The Wall Street Journal even dubbed the final days before Lehman's collapse "the weekend that Wall Street died." Now, of course, it seems that rumors of its demise have been greatly exaggerated -- and the proof is in the profits. JPMorgan's $3.6 billion in net income last quarter, powered by investment banking revenue that rose 85 percent from a year ago, shows that the biggest banks can still make tons of money.

How much money? JPMorgan raked in $28.8 billion in revenue from July to September, the second consecutive quarter it posted record income. That helped it beat analysts' profit estimates by a whopping 31 cents a share. Last quarter it beat expectations by "just" 13 cents.

JPMorgan made more money underwriting debt and equity issues, but the real boost came from its fixed-income trading operation. All told, investment banking revenue fell short of the record levels it reached earlier this year, but it's still the biggest factor pushing profits at the company higher.

If there's one dark cloud, it's hanging over JPMorgan's credit-card business. With a $700 million loss, it was the only segment that didn't turn a profit last quarter.

CEO Jamie Dimon realizes that's a problem. "We know we will lose a lot of money next year on cards, and it could be north of a billion dollars the first and second quarter," he said on a conference call with analysts Wednesday morning. "That number will probably only start coming down as you see unemployment and charge-offs come down."

To guard against such losses, Dimon's company set aside an additional $2 billion, bringing the total value of JPMorgan's credit reserves to $31.5 billion.

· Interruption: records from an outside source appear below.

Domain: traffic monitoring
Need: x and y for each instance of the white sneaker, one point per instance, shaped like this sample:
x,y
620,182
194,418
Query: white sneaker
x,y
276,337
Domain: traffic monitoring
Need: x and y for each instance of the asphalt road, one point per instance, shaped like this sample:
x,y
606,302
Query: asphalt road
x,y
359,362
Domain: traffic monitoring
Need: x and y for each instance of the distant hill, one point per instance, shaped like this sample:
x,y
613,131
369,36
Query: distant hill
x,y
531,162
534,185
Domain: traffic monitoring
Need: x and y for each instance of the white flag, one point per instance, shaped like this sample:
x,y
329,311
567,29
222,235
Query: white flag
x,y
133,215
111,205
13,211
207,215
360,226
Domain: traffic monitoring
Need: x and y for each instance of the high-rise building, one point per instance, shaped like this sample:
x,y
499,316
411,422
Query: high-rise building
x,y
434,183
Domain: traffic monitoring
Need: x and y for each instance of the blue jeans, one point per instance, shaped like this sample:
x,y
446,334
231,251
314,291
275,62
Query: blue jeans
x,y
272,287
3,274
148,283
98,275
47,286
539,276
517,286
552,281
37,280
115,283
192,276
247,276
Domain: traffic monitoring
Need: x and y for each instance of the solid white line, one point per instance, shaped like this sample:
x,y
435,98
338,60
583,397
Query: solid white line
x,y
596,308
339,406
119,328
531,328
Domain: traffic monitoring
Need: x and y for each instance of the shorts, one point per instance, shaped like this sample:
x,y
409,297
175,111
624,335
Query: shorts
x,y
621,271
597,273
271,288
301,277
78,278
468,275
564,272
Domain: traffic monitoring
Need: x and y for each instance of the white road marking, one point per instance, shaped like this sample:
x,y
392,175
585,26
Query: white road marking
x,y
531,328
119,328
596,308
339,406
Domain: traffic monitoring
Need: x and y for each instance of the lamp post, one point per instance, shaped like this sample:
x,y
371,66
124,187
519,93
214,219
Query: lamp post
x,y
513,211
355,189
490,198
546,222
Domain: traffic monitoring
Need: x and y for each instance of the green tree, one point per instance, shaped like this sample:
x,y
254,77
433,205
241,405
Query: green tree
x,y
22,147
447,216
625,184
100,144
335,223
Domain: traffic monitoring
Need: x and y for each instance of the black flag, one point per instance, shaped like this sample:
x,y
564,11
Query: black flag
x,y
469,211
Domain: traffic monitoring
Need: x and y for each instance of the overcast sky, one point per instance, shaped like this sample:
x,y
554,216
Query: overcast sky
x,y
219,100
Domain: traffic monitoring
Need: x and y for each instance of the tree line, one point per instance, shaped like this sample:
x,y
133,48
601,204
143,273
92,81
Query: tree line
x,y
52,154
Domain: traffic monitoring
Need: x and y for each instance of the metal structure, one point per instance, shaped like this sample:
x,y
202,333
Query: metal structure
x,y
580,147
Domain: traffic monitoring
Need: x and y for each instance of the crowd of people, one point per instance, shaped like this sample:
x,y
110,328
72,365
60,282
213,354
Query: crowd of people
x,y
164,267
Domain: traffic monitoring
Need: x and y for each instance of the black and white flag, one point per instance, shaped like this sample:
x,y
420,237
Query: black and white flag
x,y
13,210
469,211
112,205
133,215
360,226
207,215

But even here, the news isn't as bad as it might seem because JPMorgan is relying less on the card business these days. It accounted for about a quarter of revenues last year, but in 2009's third quarter, credit cards made up just under 18 percent. That they're less important to JP Morgan's bottom line could insulate it as consumers faced with high unemployment and falling home prices save more and borrow (and pay back) less. Clearly, JPMorgan was was wounded a year ago, but the injuries weren't nearly fatal.